Be active every day, without fail.

  1. Avoid Soreness: Soreness is a penalty that discourages habit formation. NOTE(MC): I strongly disagree with this one. Instead reframe your brain to like the pain. David Goggins shit.
  2. Make It A Habit: Create a habit loop (Cue > Routine > Reward). Have a consistent time (cue) to exercise (routine) and give yourself treat afterward — healthy snack, time to read, etc (reward).

Part 5: Skills

Become very good (top 25%) at a combination of 2-3 valuable skills.

Key Skills to Develop:

  • Public Speaking
  • Business Writing (Clarity and persuasion are key)
  • Psychology / Persuasion
  • Basic Technology Concepts
  • Proper Voice Technique
  • Social Skills (including small talk)
  • Good Grammar
  • Basic Accounting

Summary: The Unifying Principles

  1. Forget Goals, Build Systems: Focus on your daily process, not a distant finish line.
  2. Failure is the Raw Material of Success: Every failure is a data point.
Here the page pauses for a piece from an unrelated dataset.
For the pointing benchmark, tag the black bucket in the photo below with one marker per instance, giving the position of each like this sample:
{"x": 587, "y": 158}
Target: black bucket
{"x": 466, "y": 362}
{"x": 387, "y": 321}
Invite it, learn from it, and use it to refine your systems.
  3. Manage Your Energy, Not Your Time: Prioritize diet, exercise, and sleep to maximize your personal energy, which will improve everything else.
  4. Program Your "Wet Computer": Understand that you can control your outputs (mood, productivity) by managing your inputs (food, exercise, thoughts, environment).
  5. Develop a Skill Stack: Become very good at a few complementary skills to make yourself uniquely valuable.
  6. Simplify: Reduce complexity in your life to conserve mental energy for what truly matters.
  7. Happiness is the Ultimate Goal: True happiness comes from having good health, a flexible schedule, and an optimistic view of the future. Build systems that deliver these.